On 24th July members were treated to an address by Diana Clark, the great- granddaughter of Appo Hocton (Wong Ah Poo Hoc Ting) – Nelson’s first Chinese immigrant.
Appo came from Canton which he left when he was 9 years old. He began work as a cabin boy and worked his way up to being a steward on the Thomas Harrison which arrived in Nelson in February 1842. Food was scarce during the voyage and Appo helped the adolescent boys of the Winn family by smuggling them food – a favour not forgotten.
When the boat left after 16 days in port, Appo was not on board. He had decided that Nelson was the place for him. After several days “at large” on the Port Hills, he was eventually taken into custody, charged with desertion and placed in a “House of Correction” for 30 days. Dr Renwick who had come with him on the voyage paid his fine and employed him as his housekeeper.
In the 1849 Census it was recorded that he could read and write English, he lived in a thatched roof house in Bolton square and did contracting work on the roads. At this stage he could not buy land as he was classed as an “alien.
A case was put to the Governor of NZ and in 1852 he became the first naturalized New Zealander. Now he was able to buy land and build houses – which he proceeded to do. Some of his Nelson cottages are still standing: 40 Washington Road and 38 Hastings Street. Later he built 7 houses for his family in an area of Dovedale that became known as “Chinatown.”

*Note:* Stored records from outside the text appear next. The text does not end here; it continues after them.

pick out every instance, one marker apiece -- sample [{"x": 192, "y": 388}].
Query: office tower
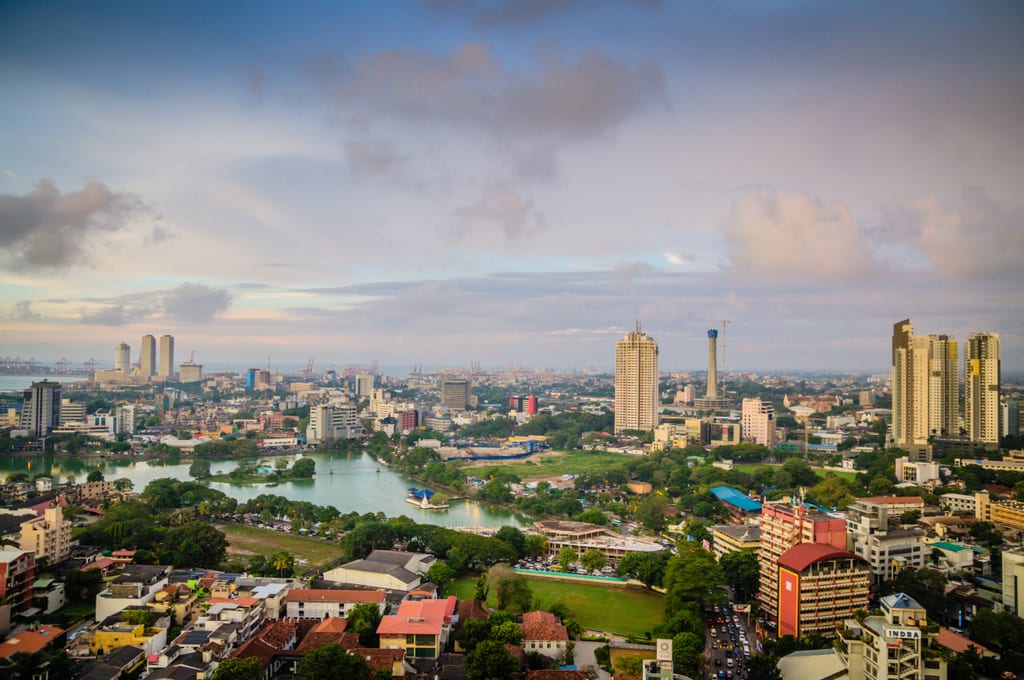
[
  {"x": 190, "y": 372},
  {"x": 147, "y": 356},
  {"x": 783, "y": 525},
  {"x": 456, "y": 393},
  {"x": 926, "y": 381},
  {"x": 981, "y": 387},
  {"x": 712, "y": 364},
  {"x": 636, "y": 382},
  {"x": 364, "y": 385},
  {"x": 166, "y": 356},
  {"x": 758, "y": 422},
  {"x": 41, "y": 412},
  {"x": 122, "y": 357}
]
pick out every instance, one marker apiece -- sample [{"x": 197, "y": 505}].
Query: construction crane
[{"x": 725, "y": 354}]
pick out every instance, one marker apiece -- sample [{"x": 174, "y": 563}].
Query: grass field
[
  {"x": 599, "y": 607},
  {"x": 557, "y": 463},
  {"x": 245, "y": 541},
  {"x": 849, "y": 476}
]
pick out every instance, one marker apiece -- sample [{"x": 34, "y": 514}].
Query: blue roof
[{"x": 736, "y": 498}]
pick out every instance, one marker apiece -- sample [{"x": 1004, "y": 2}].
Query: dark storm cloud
[
  {"x": 46, "y": 228},
  {"x": 555, "y": 96},
  {"x": 196, "y": 302}
]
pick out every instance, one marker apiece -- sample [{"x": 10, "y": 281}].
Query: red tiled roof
[
  {"x": 335, "y": 596},
  {"x": 30, "y": 641},
  {"x": 957, "y": 643},
  {"x": 803, "y": 555},
  {"x": 542, "y": 626},
  {"x": 892, "y": 499},
  {"x": 419, "y": 617}
]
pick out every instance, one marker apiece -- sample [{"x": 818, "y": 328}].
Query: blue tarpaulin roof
[{"x": 736, "y": 498}]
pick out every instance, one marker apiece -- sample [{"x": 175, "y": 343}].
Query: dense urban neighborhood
[{"x": 655, "y": 525}]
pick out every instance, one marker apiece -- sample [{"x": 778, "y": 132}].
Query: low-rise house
[
  {"x": 114, "y": 633},
  {"x": 390, "y": 569},
  {"x": 324, "y": 603},
  {"x": 420, "y": 628},
  {"x": 136, "y": 586},
  {"x": 543, "y": 633}
]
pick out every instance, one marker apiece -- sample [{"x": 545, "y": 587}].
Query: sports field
[
  {"x": 244, "y": 542},
  {"x": 597, "y": 607}
]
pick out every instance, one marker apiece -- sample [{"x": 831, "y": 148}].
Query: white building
[
  {"x": 758, "y": 422},
  {"x": 328, "y": 423}
]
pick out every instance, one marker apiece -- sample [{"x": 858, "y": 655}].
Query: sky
[{"x": 446, "y": 181}]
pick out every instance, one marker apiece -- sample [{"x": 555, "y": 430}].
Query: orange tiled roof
[{"x": 542, "y": 626}]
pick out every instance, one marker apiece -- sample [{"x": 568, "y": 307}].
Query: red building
[
  {"x": 819, "y": 586},
  {"x": 17, "y": 572}
]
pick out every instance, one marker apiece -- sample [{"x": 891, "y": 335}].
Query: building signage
[{"x": 903, "y": 633}]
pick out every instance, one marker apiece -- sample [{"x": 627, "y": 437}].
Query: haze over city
[{"x": 439, "y": 182}]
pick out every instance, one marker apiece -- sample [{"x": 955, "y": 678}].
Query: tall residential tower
[
  {"x": 926, "y": 385},
  {"x": 147, "y": 356},
  {"x": 636, "y": 382},
  {"x": 166, "y": 356},
  {"x": 981, "y": 387}
]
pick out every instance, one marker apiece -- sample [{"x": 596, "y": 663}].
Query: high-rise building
[
  {"x": 981, "y": 387},
  {"x": 41, "y": 411},
  {"x": 166, "y": 356},
  {"x": 926, "y": 382},
  {"x": 456, "y": 394},
  {"x": 122, "y": 357},
  {"x": 364, "y": 385},
  {"x": 636, "y": 382},
  {"x": 147, "y": 356},
  {"x": 758, "y": 422}
]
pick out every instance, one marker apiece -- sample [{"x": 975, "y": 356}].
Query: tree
[
  {"x": 491, "y": 661},
  {"x": 760, "y": 667},
  {"x": 511, "y": 589},
  {"x": 648, "y": 568},
  {"x": 650, "y": 512},
  {"x": 629, "y": 665},
  {"x": 741, "y": 570},
  {"x": 304, "y": 468},
  {"x": 565, "y": 557},
  {"x": 364, "y": 620},
  {"x": 332, "y": 662},
  {"x": 593, "y": 560},
  {"x": 283, "y": 563},
  {"x": 200, "y": 469},
  {"x": 440, "y": 575},
  {"x": 239, "y": 669}
]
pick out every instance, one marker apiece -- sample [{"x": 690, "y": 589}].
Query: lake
[{"x": 348, "y": 481}]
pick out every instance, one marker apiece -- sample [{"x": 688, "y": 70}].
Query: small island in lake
[{"x": 421, "y": 498}]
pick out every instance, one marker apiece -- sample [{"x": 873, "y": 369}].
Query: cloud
[
  {"x": 981, "y": 237},
  {"x": 793, "y": 235},
  {"x": 22, "y": 311},
  {"x": 470, "y": 88},
  {"x": 48, "y": 229},
  {"x": 196, "y": 302},
  {"x": 503, "y": 210}
]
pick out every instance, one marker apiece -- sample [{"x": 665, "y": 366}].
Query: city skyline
[{"x": 516, "y": 183}]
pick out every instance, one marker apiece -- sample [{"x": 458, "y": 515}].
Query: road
[{"x": 729, "y": 643}]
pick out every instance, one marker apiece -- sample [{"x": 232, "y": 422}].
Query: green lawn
[
  {"x": 751, "y": 467},
  {"x": 557, "y": 463},
  {"x": 245, "y": 541},
  {"x": 600, "y": 607}
]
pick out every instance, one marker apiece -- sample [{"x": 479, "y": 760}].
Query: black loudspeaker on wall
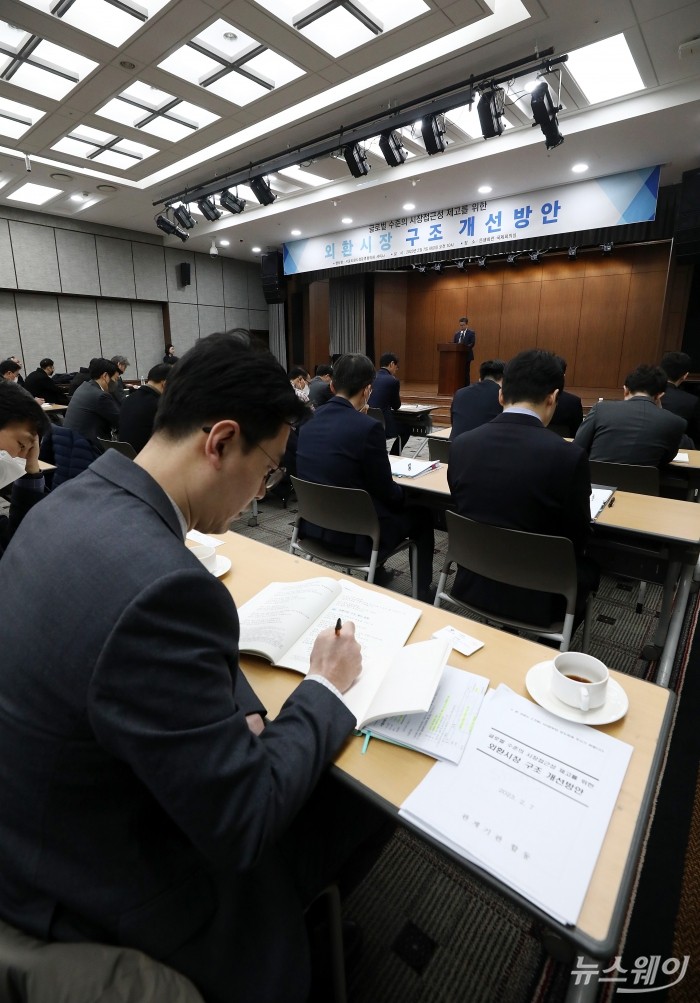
[{"x": 274, "y": 285}]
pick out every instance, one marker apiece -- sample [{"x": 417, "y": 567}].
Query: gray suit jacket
[
  {"x": 123, "y": 713},
  {"x": 631, "y": 431}
]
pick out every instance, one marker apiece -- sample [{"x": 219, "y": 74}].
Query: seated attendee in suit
[
  {"x": 92, "y": 410},
  {"x": 320, "y": 386},
  {"x": 9, "y": 370},
  {"x": 386, "y": 396},
  {"x": 22, "y": 422},
  {"x": 514, "y": 472},
  {"x": 677, "y": 365},
  {"x": 137, "y": 412},
  {"x": 344, "y": 446},
  {"x": 117, "y": 388},
  {"x": 40, "y": 384},
  {"x": 569, "y": 412},
  {"x": 636, "y": 429},
  {"x": 477, "y": 403},
  {"x": 165, "y": 812}
]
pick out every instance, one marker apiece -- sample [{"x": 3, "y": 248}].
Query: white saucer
[
  {"x": 222, "y": 566},
  {"x": 615, "y": 706}
]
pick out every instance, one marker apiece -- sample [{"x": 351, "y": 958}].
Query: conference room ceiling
[{"x": 118, "y": 104}]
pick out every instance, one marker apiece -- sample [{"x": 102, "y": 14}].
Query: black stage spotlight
[
  {"x": 209, "y": 210},
  {"x": 356, "y": 159},
  {"x": 490, "y": 111},
  {"x": 432, "y": 128},
  {"x": 262, "y": 191},
  {"x": 184, "y": 217},
  {"x": 231, "y": 202},
  {"x": 393, "y": 150},
  {"x": 545, "y": 114},
  {"x": 167, "y": 227}
]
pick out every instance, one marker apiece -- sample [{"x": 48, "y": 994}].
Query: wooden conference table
[
  {"x": 667, "y": 522},
  {"x": 387, "y": 773}
]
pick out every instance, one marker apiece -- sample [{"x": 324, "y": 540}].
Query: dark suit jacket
[
  {"x": 386, "y": 395},
  {"x": 468, "y": 338},
  {"x": 473, "y": 405},
  {"x": 123, "y": 714},
  {"x": 136, "y": 416},
  {"x": 516, "y": 473},
  {"x": 40, "y": 384},
  {"x": 631, "y": 431},
  {"x": 569, "y": 413},
  {"x": 92, "y": 412},
  {"x": 686, "y": 405},
  {"x": 319, "y": 391},
  {"x": 343, "y": 447}
]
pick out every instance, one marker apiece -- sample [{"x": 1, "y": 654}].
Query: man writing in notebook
[
  {"x": 516, "y": 473},
  {"x": 165, "y": 812}
]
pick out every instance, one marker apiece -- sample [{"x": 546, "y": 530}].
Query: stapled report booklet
[
  {"x": 530, "y": 801},
  {"x": 281, "y": 623}
]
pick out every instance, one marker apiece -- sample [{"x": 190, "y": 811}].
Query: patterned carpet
[{"x": 431, "y": 933}]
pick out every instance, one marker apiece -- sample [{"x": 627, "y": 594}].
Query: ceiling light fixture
[
  {"x": 167, "y": 227},
  {"x": 209, "y": 210},
  {"x": 490, "y": 111},
  {"x": 231, "y": 202},
  {"x": 393, "y": 150},
  {"x": 432, "y": 129},
  {"x": 262, "y": 191},
  {"x": 356, "y": 159},
  {"x": 545, "y": 114},
  {"x": 184, "y": 217}
]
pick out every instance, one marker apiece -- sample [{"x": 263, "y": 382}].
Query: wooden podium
[{"x": 450, "y": 374}]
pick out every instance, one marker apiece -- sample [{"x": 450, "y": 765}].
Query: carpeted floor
[{"x": 431, "y": 933}]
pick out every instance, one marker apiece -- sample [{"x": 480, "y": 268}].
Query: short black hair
[
  {"x": 18, "y": 406},
  {"x": 646, "y": 379},
  {"x": 676, "y": 364},
  {"x": 159, "y": 372},
  {"x": 353, "y": 372},
  {"x": 228, "y": 376},
  {"x": 99, "y": 366},
  {"x": 532, "y": 375},
  {"x": 491, "y": 367}
]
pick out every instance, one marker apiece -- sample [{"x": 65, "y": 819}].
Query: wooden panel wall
[{"x": 604, "y": 315}]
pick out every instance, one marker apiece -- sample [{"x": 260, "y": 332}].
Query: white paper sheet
[{"x": 531, "y": 800}]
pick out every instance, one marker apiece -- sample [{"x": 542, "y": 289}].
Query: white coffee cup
[
  {"x": 207, "y": 555},
  {"x": 580, "y": 680}
]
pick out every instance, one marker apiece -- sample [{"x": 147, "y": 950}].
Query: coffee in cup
[{"x": 580, "y": 680}]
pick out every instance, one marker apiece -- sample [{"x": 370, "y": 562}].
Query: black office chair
[
  {"x": 526, "y": 560},
  {"x": 343, "y": 510}
]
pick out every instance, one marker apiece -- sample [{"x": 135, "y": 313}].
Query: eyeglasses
[{"x": 274, "y": 475}]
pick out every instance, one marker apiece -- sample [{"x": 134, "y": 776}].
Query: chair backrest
[
  {"x": 438, "y": 449},
  {"x": 344, "y": 510},
  {"x": 626, "y": 476},
  {"x": 527, "y": 560},
  {"x": 125, "y": 448}
]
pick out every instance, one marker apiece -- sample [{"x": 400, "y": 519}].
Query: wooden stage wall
[{"x": 604, "y": 315}]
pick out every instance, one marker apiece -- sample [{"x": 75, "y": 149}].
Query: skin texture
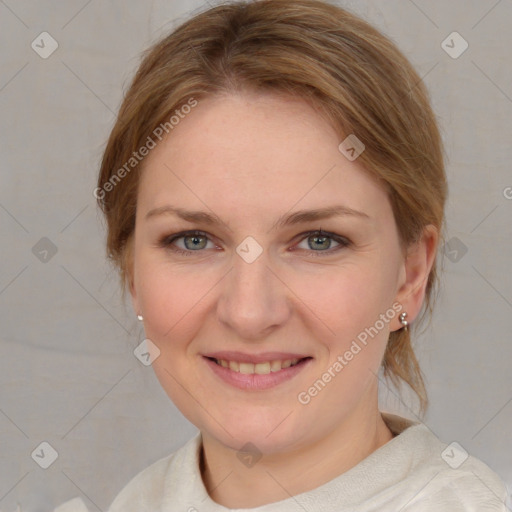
[{"x": 250, "y": 158}]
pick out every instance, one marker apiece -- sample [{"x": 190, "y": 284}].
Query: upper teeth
[{"x": 259, "y": 368}]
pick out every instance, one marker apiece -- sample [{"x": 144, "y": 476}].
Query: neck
[{"x": 276, "y": 477}]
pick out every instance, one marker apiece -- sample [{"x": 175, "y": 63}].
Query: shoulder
[
  {"x": 146, "y": 490},
  {"x": 445, "y": 477}
]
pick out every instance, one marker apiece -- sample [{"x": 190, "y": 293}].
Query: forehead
[{"x": 255, "y": 153}]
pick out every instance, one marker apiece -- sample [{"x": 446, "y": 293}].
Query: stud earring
[{"x": 403, "y": 321}]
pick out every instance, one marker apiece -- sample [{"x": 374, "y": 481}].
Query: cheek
[{"x": 168, "y": 298}]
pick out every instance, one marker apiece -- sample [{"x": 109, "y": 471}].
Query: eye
[
  {"x": 193, "y": 241},
  {"x": 320, "y": 242}
]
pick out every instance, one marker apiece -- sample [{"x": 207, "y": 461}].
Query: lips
[
  {"x": 258, "y": 376},
  {"x": 241, "y": 357}
]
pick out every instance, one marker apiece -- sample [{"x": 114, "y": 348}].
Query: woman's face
[{"x": 258, "y": 286}]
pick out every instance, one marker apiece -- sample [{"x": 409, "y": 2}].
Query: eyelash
[{"x": 167, "y": 241}]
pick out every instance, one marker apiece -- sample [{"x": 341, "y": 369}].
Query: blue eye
[
  {"x": 196, "y": 241},
  {"x": 323, "y": 241}
]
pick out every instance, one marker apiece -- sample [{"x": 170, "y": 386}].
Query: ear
[{"x": 420, "y": 257}]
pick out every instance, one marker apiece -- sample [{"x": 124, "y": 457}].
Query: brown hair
[{"x": 356, "y": 78}]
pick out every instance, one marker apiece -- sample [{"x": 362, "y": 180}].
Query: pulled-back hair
[{"x": 354, "y": 76}]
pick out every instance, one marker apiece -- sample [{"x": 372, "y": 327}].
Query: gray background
[{"x": 68, "y": 375}]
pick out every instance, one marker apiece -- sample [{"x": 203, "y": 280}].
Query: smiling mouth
[{"x": 263, "y": 368}]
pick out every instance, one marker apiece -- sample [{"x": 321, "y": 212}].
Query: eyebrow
[{"x": 283, "y": 221}]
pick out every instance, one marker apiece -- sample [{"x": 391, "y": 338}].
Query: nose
[{"x": 254, "y": 300}]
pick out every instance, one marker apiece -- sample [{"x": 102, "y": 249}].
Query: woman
[{"x": 274, "y": 191}]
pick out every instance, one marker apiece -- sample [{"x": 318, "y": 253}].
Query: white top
[{"x": 413, "y": 472}]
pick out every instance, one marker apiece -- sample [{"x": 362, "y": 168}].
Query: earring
[{"x": 403, "y": 321}]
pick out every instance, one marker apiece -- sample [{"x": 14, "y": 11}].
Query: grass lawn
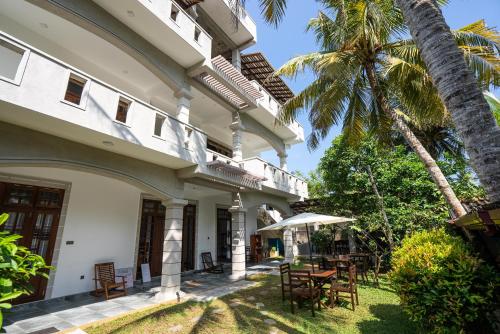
[{"x": 378, "y": 312}]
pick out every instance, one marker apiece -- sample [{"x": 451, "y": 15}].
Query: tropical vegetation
[
  {"x": 17, "y": 267},
  {"x": 442, "y": 285}
]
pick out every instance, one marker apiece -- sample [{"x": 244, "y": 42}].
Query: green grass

Despite the strong anti-Chinese sentiment prevalent in the 1880’s, Appo’s standing in the parochial Nelson community was not diminished. He was accepted as a hardworking and astute citizen with a bright, charming personality, a regular attender at the Anglican church who always placed half a crown in the collection plate and something of a novelty as there were no other Chinese immigrants in Nelson.
Eventually the Hocton name died out as Appo’s descendants were mainly girls. He lost one boy tragically in a shooting accident. On reaching 100yrs he received a certificate from the Prince of Wales. When he died of senile decay in 1929 at the age of 103, sitting in his armchair, his obituary described him as “a gentleman.”
Diana’s address, which was accompanied by photos and other visual aids, was very well received. It was exciting to have the great-granddaughter of the man himself speaking to us.